May 15, 2012 at 3:27 PM   |   Comments

GRENOBLE, France, May 15 (UPI) -- Amber from 100-million-year-old deposits in Northern Spain has preserved and revealed the first ever record of insect pollination, scientists say.

Specimens of tiny insects covered with pollen grains in two pieces of Cretaceous era amber are the first record of pollen transport and social behavior in this group of animals, researchers said.

The amber featured inclusions of thysanopterans, also known as thrips, a group of tiny insects of less than 2 millimeters in length that feed on pollen and other plant tissue, they said.

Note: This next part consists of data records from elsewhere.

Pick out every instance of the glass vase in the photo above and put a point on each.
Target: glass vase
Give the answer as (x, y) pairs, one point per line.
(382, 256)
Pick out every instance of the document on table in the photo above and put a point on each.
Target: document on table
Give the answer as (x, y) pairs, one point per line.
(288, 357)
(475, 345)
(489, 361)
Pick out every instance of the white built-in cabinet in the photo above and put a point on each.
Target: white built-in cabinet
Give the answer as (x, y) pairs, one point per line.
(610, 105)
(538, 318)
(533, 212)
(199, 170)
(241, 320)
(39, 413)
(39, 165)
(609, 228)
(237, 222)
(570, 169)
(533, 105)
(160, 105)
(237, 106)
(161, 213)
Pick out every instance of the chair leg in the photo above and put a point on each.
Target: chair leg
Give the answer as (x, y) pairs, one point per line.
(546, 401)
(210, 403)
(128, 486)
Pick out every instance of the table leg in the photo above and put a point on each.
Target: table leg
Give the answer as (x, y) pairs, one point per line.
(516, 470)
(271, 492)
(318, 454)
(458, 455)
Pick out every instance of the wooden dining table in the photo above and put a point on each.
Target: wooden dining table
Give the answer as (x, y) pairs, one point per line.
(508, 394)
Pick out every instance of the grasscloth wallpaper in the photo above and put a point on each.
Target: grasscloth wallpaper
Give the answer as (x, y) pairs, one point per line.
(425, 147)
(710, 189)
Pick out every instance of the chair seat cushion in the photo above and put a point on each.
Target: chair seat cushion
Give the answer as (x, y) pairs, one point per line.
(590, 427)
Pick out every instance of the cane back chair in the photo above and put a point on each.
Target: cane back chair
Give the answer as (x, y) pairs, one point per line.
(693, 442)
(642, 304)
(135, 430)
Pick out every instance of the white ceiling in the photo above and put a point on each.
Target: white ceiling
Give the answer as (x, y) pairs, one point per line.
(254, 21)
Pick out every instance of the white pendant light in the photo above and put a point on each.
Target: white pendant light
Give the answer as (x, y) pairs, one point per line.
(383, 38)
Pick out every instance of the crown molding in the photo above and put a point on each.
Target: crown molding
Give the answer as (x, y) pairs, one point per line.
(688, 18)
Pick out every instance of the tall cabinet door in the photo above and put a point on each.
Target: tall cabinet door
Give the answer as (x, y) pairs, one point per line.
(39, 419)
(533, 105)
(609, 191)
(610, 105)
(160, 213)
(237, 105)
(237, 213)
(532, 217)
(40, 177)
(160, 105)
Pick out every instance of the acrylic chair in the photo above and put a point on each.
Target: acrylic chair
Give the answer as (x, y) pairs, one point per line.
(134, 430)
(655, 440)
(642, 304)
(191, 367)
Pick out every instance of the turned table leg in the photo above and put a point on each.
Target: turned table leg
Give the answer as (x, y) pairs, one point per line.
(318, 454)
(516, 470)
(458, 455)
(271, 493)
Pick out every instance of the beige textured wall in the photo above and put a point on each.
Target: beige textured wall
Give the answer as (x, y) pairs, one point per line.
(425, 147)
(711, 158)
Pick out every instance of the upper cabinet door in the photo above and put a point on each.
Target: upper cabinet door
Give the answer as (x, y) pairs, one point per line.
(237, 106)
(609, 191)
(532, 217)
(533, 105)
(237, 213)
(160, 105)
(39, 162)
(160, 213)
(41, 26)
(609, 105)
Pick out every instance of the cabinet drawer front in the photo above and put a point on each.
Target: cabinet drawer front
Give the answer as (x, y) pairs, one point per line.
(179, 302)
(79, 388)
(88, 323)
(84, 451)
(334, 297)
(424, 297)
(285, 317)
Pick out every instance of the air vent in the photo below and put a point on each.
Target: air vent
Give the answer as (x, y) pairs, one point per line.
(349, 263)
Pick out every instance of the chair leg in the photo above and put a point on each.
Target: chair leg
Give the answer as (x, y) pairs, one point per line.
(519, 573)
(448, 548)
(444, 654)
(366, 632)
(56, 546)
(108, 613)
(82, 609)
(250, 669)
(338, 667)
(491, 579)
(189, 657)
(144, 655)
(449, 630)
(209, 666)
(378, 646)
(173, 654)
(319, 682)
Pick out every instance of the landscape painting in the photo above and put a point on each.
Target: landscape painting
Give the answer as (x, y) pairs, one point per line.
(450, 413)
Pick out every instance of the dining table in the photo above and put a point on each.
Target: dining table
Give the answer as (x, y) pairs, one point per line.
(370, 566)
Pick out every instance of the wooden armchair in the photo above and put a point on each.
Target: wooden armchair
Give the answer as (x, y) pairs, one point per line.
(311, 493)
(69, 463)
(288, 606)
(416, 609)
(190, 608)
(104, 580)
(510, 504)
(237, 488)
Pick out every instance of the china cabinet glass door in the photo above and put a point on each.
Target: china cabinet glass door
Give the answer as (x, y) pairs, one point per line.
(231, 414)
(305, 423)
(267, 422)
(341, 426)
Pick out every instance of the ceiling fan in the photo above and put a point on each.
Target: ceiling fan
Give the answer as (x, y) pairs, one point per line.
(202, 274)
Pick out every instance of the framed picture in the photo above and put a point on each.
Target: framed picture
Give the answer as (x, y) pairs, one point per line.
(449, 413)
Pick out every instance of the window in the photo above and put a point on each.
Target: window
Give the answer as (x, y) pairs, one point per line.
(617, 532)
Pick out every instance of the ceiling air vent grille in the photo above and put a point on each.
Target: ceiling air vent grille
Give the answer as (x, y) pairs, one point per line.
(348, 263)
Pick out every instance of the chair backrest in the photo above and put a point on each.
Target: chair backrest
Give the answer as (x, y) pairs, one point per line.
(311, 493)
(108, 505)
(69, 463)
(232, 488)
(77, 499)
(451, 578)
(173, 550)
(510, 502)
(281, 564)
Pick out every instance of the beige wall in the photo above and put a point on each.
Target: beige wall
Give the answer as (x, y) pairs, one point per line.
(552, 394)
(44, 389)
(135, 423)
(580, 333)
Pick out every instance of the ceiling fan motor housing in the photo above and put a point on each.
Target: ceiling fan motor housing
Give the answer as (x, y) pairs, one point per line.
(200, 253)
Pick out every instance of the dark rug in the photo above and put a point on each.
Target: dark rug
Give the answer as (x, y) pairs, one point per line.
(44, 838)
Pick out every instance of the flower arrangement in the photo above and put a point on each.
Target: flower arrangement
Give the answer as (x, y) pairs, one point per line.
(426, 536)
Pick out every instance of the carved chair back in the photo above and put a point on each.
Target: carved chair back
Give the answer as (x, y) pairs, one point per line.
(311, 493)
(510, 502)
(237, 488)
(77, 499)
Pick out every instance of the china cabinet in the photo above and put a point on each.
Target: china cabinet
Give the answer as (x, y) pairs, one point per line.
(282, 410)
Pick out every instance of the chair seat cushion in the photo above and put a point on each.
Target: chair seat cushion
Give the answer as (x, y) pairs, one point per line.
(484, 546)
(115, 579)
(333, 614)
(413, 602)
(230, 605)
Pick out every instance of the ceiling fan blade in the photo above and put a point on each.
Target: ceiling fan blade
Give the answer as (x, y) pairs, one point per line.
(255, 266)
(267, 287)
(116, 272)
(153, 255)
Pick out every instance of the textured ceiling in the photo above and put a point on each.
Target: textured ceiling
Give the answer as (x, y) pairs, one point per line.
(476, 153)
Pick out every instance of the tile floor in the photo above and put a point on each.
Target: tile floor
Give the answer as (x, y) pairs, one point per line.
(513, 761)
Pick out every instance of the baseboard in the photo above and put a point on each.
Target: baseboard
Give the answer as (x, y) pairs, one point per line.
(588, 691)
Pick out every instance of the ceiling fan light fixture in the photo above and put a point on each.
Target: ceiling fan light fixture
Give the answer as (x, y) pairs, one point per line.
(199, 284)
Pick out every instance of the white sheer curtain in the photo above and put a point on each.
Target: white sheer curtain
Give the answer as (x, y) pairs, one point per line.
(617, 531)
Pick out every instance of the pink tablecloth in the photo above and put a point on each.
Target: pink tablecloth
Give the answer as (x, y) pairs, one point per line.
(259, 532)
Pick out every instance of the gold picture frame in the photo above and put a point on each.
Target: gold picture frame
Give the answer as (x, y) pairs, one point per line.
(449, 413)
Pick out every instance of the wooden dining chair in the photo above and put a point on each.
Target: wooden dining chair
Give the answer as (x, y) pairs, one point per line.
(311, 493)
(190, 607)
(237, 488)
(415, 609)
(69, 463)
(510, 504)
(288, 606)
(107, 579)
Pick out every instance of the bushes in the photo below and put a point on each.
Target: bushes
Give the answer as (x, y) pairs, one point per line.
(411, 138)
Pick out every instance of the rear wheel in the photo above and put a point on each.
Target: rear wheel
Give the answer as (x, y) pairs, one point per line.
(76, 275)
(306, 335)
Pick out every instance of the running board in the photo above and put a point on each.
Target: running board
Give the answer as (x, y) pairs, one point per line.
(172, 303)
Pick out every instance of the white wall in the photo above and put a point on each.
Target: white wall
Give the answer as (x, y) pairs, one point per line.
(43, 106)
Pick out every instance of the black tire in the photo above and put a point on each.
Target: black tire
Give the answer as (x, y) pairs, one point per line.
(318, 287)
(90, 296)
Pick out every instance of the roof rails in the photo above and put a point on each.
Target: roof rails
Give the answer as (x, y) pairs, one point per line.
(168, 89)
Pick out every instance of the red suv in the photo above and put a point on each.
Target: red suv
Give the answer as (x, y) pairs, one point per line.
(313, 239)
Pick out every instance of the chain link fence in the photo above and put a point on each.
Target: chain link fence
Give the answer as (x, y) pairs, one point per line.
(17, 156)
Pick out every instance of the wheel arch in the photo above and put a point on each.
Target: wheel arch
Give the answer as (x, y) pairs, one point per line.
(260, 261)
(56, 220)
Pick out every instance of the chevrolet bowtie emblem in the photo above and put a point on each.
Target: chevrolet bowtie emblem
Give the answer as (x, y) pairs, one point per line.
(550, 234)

One of the amber specimens was studied with synchrotron X-ray tomography at the European Synchrotron Radiation Facility in Grenoble, France, to reveal in three dimensions and at very high resolution the pollen grain distribution over the insect's body.

Researchers have determined the pollen is from a kind of cycad or ginkgo tree, a kind of living fossil of which only a few species are known to science, an ESRF release reported Tuesday.

"This is the oldest direct evidence for pollination, and the only one from the age of the dinosaurs," said Carmen Soriano, who led the investigation of the amber pieces with X-ray tomography at the ESRF.

"The co-evolution of flowering plants and insects, thanks to pollination, is a great evolutionary success story."